MADRID, SEPTEMBER 18, EVENING
Trapped in the claustrophobic hell of the small, rancid underground tunnel, Alex pushed with her arms. She prayed. Oh, she prayed! She almost prayed out loud, and she cursed herself for getting this far along. She stretched out her arms with every inch she could, dug her fingernails into the sandstone that formed the floor of the narrow passage, and she pulled with all the strength she could muster.
Nothing.
She tried again. There were tears forming in her eyes.
Nothing.
She tried a third and final time, pulling in her breath, trying to scrape through.
Nothing.
Then, something.
She groped along. She moved an inch. Then a few more inches. Then, ahead of her, a small trickle of sand and a mini cave-in.
She fought to suppress the panic. Once, years ago, she had read about miners who had been trapped in a cave-in. She felt in her gut the terror of their claustrophobic ordeal as water rose past their knees, their waists, their shoulders, their necks until they had only a few inches of breathing room at which time rescuers found them.
Well, that was them. This was her. She closed her eyes against the dust ahead of her and figured she was dead.
But she wasn’t. The dust had loosened the tight walls of the passage. She pushed the sandy dirt away and she started moving again, pushing the lantern forward with her head.
Then suddenly she could move a few inches at a time. Crawling on her stomach like an infantry soldier under live rounds, she was able to push several inches ahead at a time. Then her motion was unabated. She pushed forward with her knees and traveled several feet. The other end of the tunnel loomed in front of her.

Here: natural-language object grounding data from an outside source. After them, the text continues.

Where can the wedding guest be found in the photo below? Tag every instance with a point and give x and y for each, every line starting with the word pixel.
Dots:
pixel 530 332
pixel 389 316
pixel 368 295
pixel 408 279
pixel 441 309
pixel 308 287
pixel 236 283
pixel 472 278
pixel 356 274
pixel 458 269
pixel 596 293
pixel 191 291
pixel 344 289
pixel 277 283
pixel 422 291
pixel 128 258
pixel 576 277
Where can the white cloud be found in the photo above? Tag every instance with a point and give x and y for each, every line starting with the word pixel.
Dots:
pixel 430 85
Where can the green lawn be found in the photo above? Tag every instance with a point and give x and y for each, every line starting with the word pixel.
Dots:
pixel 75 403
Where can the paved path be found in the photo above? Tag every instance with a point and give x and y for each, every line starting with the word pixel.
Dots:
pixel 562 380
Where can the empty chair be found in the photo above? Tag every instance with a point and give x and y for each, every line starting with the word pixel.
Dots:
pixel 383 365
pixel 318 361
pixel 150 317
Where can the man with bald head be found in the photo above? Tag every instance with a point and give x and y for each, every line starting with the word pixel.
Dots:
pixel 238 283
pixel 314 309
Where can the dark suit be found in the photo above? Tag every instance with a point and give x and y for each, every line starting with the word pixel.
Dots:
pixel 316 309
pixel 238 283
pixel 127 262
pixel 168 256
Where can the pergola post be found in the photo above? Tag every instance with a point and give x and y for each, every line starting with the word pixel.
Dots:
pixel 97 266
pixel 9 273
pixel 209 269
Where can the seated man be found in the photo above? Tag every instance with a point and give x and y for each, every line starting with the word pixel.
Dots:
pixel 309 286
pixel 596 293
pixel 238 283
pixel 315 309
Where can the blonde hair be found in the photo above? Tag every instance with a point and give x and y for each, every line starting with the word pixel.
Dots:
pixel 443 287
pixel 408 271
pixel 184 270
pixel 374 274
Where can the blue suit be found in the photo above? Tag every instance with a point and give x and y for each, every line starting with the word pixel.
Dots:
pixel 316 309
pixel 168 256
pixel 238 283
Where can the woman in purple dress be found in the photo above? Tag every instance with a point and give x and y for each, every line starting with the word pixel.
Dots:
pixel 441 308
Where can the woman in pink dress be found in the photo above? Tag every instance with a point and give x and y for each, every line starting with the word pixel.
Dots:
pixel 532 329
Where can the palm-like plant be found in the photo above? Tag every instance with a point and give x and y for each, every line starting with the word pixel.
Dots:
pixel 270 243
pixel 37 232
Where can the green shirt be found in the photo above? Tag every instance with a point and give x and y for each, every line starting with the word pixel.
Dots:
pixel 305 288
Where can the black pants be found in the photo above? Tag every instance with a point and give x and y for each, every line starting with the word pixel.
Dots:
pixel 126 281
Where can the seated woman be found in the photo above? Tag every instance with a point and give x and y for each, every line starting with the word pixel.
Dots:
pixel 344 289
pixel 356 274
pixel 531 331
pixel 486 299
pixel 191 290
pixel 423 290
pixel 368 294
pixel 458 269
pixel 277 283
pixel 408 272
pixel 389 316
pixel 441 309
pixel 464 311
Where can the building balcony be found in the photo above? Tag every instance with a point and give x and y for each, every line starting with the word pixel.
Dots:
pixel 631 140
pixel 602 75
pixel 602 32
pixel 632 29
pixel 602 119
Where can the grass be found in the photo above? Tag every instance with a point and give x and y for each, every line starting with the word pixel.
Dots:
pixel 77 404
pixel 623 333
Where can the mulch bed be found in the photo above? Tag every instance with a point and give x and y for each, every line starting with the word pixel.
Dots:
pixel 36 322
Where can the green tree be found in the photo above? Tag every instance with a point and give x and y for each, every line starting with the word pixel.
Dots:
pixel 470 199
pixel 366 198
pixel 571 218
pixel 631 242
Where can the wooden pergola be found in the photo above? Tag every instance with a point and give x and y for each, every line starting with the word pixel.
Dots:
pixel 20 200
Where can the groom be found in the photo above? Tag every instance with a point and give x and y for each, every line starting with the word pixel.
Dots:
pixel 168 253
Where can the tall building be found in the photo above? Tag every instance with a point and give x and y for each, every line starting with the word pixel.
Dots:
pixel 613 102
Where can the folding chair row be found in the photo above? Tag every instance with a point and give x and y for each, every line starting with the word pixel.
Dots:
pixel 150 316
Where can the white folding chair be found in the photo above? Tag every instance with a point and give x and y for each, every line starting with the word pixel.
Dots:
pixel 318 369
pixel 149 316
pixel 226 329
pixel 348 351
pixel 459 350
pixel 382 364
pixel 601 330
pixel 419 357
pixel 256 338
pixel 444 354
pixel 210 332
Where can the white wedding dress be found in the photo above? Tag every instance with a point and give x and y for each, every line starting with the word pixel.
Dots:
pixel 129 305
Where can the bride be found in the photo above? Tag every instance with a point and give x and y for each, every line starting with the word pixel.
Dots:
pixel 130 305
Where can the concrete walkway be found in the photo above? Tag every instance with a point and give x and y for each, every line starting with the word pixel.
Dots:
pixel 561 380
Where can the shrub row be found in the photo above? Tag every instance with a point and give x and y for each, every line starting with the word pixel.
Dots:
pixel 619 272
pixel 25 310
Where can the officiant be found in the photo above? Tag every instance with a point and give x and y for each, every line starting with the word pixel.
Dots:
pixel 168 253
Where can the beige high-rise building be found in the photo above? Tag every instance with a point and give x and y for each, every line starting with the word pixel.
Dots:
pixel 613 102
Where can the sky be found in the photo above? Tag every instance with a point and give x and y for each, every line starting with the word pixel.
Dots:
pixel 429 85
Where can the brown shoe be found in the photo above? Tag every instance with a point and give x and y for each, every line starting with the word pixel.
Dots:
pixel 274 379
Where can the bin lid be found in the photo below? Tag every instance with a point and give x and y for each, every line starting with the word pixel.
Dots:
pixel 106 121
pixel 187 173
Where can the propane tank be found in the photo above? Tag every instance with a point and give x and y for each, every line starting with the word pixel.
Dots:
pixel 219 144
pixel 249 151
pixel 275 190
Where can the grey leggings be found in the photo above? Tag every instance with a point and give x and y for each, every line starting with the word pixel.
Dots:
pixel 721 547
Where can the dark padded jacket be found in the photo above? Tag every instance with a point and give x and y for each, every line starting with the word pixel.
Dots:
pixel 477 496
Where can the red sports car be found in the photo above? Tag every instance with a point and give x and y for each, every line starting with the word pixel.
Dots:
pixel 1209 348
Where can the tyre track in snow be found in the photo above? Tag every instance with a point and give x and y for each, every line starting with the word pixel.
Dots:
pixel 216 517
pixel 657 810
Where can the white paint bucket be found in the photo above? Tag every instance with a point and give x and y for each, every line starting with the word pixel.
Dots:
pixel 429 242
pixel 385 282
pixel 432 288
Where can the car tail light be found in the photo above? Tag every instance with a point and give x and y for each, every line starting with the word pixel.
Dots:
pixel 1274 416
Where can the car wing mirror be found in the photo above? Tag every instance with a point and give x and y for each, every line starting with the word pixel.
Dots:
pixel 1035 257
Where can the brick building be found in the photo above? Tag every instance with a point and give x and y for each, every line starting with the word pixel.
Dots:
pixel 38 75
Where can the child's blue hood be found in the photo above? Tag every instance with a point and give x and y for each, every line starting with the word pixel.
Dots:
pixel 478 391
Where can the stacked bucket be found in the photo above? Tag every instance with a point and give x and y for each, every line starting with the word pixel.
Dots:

Six feet. Then three. Then two and then her head nudged the lantern forward and it rolled forward and dropped with a clack. But she could still see the light of the lantern. And she could hear a sound of a person working.
Or something.
She reached the end of the tunnel with her hands. She dug in with her fingers and pulled herself free, the greatest feeling she had ever encountered in her life. And then she was on her feet, covered with dirt and crap and coughing and so delirious with joy over just being free and alive that she was almost oblivious to why she was in this damp, dark chamber and what she was looking for.
She coughed again.
Then she saw that there was one more small chamber where there was a light similar to hers. She managed a glance at the GPS. She knew that she was under the embassy. She heard footsteps.